Dois percursos de vida que têm em comum o prazer de ler Proust e o contacto com o que se pode chamar de "o mundo das equações". O personagem que leu Proust em 1977, seguiu o caminho das equações; a Mathilde, apesar de ter "sophia" suficiente para seguir o rasto das equações, possivelmente teve mais "sophia" ao seguir o canto da sereia das palavras. E dos frutos dessa escolha, eu sei que há uma interessante tese de mestrado sobre a influência de Keats em Pessoa e de pelo menos 22 poemas de inverno. E eu não tenho dúvidas que esse é só o início dum brilhante percurso no mundo das letras.

Como professor, eu tenho o hábito, alguns dirão que o péssimo hábito, de ser exaustivo. Como autor, eu procuro cultivar, ou ter a ilusão de cultivar, a elegância minimalista do essencial. Mas aqui-agora, entre amigos e ouvintes, incumbido da tarefa de exaltar a frescura do belo livro de poemas da Mathilde, sem que a minha retórica interfira com a naturalidade da linguagem da autora, não me ocorre mais do que uma navegação de cabotagem, de ir velejando ao longo da costa dos poemas dessa colectânea. Navegar, velejar, ler ao sabor do vento e do capricho de cada poema. Assim seja.

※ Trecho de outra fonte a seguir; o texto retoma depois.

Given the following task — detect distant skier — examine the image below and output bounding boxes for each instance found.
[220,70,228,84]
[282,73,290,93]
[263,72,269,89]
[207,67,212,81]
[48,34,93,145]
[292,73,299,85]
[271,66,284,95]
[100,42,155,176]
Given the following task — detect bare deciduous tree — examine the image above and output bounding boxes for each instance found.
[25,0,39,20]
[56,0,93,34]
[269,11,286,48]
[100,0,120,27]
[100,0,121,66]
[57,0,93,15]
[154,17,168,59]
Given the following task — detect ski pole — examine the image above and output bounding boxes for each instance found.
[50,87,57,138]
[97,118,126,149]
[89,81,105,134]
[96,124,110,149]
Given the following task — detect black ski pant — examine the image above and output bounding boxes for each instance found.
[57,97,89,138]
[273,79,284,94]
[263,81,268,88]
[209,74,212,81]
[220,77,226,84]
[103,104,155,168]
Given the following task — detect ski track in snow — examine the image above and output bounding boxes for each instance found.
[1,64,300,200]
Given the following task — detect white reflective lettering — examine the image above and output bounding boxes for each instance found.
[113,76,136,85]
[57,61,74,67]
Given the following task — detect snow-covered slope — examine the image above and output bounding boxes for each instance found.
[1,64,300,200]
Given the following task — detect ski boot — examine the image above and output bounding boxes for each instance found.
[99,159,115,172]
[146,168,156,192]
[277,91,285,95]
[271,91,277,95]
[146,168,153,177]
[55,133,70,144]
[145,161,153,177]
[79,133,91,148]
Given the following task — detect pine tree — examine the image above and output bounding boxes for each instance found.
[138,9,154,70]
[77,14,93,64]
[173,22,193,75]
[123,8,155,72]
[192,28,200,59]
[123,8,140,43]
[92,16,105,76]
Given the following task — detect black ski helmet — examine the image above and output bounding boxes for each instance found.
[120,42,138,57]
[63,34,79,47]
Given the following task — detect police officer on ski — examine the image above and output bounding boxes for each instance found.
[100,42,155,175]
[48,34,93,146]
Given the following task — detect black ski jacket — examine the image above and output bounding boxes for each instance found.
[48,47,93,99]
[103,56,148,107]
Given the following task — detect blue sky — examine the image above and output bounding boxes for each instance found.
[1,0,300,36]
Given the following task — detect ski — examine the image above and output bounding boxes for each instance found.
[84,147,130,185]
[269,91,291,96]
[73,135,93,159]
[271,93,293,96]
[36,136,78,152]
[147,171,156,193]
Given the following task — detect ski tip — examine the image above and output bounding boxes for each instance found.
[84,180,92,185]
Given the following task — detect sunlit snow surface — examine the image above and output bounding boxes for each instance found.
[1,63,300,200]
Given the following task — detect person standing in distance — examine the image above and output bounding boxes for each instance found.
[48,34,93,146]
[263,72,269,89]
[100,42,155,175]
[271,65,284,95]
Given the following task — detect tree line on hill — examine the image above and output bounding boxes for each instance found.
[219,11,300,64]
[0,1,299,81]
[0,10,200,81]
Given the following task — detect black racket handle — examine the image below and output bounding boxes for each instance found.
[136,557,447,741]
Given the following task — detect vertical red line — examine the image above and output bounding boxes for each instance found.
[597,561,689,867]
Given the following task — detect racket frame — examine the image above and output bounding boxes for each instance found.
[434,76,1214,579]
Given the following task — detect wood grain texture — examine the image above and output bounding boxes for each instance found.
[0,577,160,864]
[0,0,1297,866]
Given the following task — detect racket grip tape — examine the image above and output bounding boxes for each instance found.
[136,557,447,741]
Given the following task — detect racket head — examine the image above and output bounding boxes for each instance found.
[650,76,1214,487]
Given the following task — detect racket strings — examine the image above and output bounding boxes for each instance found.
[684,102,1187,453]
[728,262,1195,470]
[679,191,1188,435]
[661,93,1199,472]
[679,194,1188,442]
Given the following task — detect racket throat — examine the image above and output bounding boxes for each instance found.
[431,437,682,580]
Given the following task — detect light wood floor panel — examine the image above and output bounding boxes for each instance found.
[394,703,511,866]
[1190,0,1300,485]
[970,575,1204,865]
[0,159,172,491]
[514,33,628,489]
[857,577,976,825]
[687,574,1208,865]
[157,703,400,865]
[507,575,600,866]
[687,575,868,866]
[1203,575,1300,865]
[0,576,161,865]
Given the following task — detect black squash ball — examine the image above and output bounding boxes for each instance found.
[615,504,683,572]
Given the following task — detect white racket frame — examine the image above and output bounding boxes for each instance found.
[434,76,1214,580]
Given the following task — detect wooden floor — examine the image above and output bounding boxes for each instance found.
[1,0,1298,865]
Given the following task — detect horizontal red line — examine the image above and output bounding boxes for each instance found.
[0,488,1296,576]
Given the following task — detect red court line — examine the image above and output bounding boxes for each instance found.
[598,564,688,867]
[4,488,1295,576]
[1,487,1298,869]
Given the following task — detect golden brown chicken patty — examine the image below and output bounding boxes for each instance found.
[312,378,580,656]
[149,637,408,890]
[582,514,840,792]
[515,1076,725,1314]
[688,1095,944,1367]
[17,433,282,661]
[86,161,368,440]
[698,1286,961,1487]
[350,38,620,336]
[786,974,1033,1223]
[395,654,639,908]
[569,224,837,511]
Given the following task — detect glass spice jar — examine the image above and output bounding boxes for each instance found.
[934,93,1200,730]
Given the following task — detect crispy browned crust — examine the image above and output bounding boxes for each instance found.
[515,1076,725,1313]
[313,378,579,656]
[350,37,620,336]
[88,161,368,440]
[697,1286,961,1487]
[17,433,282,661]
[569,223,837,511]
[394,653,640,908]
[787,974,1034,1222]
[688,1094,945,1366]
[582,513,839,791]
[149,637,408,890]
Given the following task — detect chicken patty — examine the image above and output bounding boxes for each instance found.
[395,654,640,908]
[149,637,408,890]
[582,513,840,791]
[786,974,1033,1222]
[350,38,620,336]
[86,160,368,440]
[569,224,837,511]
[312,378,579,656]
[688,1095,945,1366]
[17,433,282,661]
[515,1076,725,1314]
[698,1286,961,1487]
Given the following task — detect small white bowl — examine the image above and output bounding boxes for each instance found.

Sobre o poema número IV eu já falei. Ocorre-me dizer que o poema número VI é perigoso ao afirmar que: "Negro, de depressão em depressão,/Entre cumes e florestas sem côr/Onde Homens morrem sem supor/Que toda a viagem é em vão. ..." Não, Mathilde! Não há viagens em vão, como não há linhas em vão! São boas ou más, mas são viagens e linhas de ataque ao âmago da realidade. Mas sim, isso são coisas que nós só aprendemos quando temos 22 anos. Com o poema de número XII, eu ganhei alturas, veio-me à mente a indignação de Álvaro de Campos com a banalidade das coisas que nunca levantam voo, e também a lembrança duma birra dos personagens do "Les Enfants Terribles" de Jean Cocteau, e passo a citar: "Voo à velocidade duma noite escura/e nem uma árvore,/afoita e não suave,/me desvia do intento./Não. Faço o que quero! ..." O poema XVI versa sobre a voluptuosidade duma figura grave, sensual e perfeita, e dá-me uma satisfação muito especial, pois descubro, através da sua leitura, que afinal eu não sou assim tão anormal por achar que "La Mathématique" é uma senhora muito sexy. No poema XVII, percebemos que os pedaços de mar podem se perder resultando num asfixiante desconcerto. Diz-nos a autora: "Não sei onde está o pedaço de mar/que deixei espalhado ontem no quarto./Repugna-me não encontrar as minhas coisas/e a desesperança que me invade na cama descalça,/onde as almofadas se sentam quadradas/sob a minha face gélida, transpirando/asfixia." O poema XXI, "Ergue-te pena", descreve a dança da pena quase desaparecida, reformada compulsoriamente pela digitalização da escrita; poema que procura dar ritmo ao ballet das mãos, dos dedos, e ao esforço necessário para ter forças para escrever quando se é jovem e a vida é um chamamento constante e irresistível. Poema que termina com a pergunta inevitável: "Vais voltar a escrever?-/E fica ela vagamente/Erguida; vai cair,/Acudam, que forças/Lhe faltam p'ra se manter./Já nem dela precisam/Os mestres para rabiscar. -/Mas ergue-te pena! Uma vez/Mais, ergue-te, e vem dançar!"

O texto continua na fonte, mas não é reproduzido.